Even Linklater’s Hollywood films, School of Rock and Bad News Bears, which seemingly have nothing in common with his other work, share a theme of youthful angst with Dazed.
In more ways than one, Dazed and Confused is his masterwork: A film that captures all the ideas, feelings and dreams covered in part throughout his entire filmography.
What’s striking about the presentation of teens in 1976 U.S.A. is the lack of order and discipline. These kids do whatever the hell they want: Alcohol? Check. Drugs? Check. Violence? Check. Disorderly conduct and property destruction? Check.

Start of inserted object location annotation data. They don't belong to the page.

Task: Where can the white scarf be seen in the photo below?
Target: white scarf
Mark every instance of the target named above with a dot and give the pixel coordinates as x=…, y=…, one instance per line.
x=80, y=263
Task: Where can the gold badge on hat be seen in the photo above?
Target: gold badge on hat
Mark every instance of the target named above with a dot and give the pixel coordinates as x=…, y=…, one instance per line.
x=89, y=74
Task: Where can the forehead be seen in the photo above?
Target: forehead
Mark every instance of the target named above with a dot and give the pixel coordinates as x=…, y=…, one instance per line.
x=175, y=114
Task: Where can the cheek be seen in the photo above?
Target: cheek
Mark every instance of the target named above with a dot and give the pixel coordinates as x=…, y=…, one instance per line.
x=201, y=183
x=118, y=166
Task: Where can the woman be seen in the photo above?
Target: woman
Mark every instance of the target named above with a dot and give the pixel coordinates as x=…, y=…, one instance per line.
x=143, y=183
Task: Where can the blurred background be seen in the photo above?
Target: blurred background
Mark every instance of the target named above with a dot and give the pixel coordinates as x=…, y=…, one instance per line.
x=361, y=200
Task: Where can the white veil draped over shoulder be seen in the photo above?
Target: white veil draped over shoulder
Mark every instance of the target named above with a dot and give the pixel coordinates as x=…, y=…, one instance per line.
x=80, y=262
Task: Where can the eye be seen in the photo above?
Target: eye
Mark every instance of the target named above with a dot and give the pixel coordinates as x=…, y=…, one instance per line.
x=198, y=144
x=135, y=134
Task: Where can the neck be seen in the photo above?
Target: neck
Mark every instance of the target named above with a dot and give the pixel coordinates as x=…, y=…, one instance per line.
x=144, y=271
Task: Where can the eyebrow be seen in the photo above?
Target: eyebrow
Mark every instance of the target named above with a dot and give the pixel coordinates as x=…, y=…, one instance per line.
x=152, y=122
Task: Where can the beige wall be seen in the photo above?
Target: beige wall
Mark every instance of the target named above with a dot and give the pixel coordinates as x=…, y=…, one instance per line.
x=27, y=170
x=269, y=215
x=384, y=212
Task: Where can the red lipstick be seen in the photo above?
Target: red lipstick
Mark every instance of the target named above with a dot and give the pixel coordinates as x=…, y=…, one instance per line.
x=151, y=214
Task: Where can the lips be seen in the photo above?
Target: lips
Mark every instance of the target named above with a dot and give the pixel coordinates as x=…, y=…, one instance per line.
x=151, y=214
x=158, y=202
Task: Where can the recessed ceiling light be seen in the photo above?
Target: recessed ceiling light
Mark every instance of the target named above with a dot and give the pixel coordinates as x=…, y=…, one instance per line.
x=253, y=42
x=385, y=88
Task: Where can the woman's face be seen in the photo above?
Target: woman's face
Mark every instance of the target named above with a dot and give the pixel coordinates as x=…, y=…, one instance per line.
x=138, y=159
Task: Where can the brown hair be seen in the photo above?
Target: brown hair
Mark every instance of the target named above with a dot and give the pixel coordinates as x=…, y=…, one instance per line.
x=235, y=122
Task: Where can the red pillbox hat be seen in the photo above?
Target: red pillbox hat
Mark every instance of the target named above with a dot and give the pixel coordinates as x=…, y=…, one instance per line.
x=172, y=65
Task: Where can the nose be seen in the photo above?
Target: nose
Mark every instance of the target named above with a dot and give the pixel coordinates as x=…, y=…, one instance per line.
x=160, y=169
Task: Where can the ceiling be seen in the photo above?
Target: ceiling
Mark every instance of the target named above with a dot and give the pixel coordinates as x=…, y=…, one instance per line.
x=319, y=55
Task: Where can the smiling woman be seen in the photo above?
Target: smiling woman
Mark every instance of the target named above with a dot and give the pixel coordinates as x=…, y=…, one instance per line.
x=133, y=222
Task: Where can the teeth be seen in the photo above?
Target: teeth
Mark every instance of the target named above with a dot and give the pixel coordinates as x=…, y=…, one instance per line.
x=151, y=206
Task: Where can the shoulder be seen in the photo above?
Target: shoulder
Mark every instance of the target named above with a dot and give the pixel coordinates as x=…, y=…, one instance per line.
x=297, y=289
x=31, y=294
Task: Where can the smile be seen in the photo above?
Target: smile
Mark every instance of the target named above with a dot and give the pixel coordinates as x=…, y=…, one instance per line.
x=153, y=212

Yet we know these characters well, because they are us, regardless of whether we grew up in The Great Depression or the Bush recession.
Who hasn’t dramatically stood up to authority to defend their beliefs and their “bad crowd” of friend, as Randall “Pink” Floyd does. Dazed and Confused shows us THE moment we found ourselves, and allows us to relive it as often as we like, minus the insecurity and boredom of that age.
THAT is why it is a great film.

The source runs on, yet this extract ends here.